Sommet de l’union africaine : les auteurs de coups d’état doivent-ils être exclus ?

Sommet de l’union africaine : les auteurs de coups d’état doivent-ils être exclus ?

Sommet de l’union africaine : les putschistes peuvent-ils vraiment prétendre à la légitimité démocratique ?

Nicolas Sur.

Le récent sommet de l’Union africaine (UA), qui s’est tenu à Addis-Abeba, a relancé un débat crucial : faut-il exclure de la vie politique les dirigeants issus de coups d’État ? Cette question, au cœur des discussions, divise les experts et les États membres. Paul-Simon Handy, directeur régional de l’Institut d’études de sécurité (ISS) pour l’Afrique de l’Est, a partagé son analyse lors d’une émission dédiée.

Paul-Simon Handy, directeur régional de l'Institut d'études de sécurité (ISS) pour l'Afrique de l'Est, analyse les enjeux du sommet de l'UA.

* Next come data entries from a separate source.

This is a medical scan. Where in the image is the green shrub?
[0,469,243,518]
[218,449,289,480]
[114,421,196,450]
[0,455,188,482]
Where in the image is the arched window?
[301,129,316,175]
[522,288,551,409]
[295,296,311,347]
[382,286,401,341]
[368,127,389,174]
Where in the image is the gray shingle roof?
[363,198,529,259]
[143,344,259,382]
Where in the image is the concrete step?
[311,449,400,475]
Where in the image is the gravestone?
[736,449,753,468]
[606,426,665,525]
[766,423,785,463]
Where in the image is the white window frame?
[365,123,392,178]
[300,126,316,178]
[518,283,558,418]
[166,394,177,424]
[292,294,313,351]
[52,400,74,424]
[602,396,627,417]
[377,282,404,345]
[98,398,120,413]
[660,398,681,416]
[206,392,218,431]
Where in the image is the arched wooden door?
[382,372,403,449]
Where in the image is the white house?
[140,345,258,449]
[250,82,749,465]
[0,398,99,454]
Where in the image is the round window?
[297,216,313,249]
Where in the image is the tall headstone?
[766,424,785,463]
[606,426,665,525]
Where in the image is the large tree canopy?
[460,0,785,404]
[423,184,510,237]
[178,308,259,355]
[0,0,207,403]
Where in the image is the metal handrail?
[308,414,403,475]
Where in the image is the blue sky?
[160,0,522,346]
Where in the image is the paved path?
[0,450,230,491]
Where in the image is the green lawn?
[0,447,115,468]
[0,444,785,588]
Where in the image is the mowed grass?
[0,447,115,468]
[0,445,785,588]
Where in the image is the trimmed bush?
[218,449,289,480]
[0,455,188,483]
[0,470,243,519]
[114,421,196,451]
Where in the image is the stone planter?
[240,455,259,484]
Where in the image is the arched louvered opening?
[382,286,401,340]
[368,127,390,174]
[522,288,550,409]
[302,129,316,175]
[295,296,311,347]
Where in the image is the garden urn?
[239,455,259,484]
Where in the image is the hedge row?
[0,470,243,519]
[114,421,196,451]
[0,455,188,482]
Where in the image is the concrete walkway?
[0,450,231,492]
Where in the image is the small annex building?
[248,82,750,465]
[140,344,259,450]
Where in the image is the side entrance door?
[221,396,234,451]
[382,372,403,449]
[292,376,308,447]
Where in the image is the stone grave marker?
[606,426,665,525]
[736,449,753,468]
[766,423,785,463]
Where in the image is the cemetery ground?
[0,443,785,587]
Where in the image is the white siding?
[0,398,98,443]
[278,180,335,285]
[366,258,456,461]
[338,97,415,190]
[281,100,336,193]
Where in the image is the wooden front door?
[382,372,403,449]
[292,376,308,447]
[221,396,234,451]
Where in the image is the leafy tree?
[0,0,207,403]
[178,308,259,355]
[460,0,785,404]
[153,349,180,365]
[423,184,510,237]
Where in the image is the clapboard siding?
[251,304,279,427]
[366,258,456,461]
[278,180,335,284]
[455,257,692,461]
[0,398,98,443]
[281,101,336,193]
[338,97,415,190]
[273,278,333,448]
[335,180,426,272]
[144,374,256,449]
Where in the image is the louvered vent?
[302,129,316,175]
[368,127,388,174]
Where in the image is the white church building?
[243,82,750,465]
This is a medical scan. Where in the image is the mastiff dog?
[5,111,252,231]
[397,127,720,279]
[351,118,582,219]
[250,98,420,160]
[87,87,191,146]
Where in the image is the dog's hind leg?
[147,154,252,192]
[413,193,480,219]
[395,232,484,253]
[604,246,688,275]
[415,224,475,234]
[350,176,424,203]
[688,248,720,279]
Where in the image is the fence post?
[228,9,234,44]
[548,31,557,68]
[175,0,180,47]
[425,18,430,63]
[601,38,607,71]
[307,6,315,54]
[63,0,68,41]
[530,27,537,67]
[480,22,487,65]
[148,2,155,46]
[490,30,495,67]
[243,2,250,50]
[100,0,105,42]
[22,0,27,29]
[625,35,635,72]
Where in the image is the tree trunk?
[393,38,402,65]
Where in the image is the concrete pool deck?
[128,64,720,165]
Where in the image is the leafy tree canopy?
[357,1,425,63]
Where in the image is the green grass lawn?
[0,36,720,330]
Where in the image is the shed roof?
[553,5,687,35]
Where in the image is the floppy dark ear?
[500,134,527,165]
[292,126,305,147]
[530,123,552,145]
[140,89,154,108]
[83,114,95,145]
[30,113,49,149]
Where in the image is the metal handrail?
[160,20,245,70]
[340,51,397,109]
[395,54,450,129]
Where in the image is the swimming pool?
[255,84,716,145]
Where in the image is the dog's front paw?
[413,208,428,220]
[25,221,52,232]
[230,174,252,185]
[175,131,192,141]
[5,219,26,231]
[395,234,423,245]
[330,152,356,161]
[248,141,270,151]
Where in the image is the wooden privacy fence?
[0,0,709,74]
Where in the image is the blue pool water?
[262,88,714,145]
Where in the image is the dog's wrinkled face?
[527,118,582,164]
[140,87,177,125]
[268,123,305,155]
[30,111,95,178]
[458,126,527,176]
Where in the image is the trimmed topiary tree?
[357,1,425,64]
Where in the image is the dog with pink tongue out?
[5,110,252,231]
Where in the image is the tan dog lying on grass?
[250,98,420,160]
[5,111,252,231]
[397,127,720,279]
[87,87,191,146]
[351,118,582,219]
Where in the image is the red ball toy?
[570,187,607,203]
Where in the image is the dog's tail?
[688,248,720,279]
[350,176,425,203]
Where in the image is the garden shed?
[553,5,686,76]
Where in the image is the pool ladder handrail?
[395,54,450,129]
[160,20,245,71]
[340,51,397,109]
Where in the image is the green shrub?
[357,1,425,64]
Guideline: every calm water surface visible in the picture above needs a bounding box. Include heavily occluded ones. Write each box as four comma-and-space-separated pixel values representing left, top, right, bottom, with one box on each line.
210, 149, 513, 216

Une déclaration forte de l’union africaine

Le 39ᵉ sommet de l’Union africaine a abouti à une déclaration audacieuse : « faire taire les armes » et mettre un terme définitif aux changements de pouvoir anticonstitutionnels. Mais derrière cette volonté affichée, les réalités sur le terrain interrogent. Paul-Simon Handy a souligné les contradictions persistantes : « Il n’est pas acceptable que des auteurs de coup d’État soient élus démocratiquement. » Une prise de position qui reflète les tensions entre principes démocratiques et réalpolitik.

Les défis de la légitimité post-coup

Les transitions politiques issues de coups d’État posent un dilemme majeur. D’un côté, la communauté internationale et les institutions comme l’UA prônent le respect des règles démocratiques. De l’autre, certains États africains, confrontés à des crises sécuritaires ou politiques, semblent tolérer ou même soutenir ces régimes. Paul-Simon Handy a rappelé que cette ambiguïté affaiblit la crédibilité des engagements pris lors des sommets.

Les mécanismes de l’UA face aux coups d’État

L’Union africaine dispose d’outils pour sanctionner les changements anticonstitutionnels, comme la suspension des États concernés. Pourtant, ces mesures restent souvent inefficaces face à la volonté de certains dirigeants de contourner les règles. Le chercheur camerounais a insisté sur la nécessité d’une coopération renforcée entre les États membres pour appliquer ces sanctions de manière uniforme.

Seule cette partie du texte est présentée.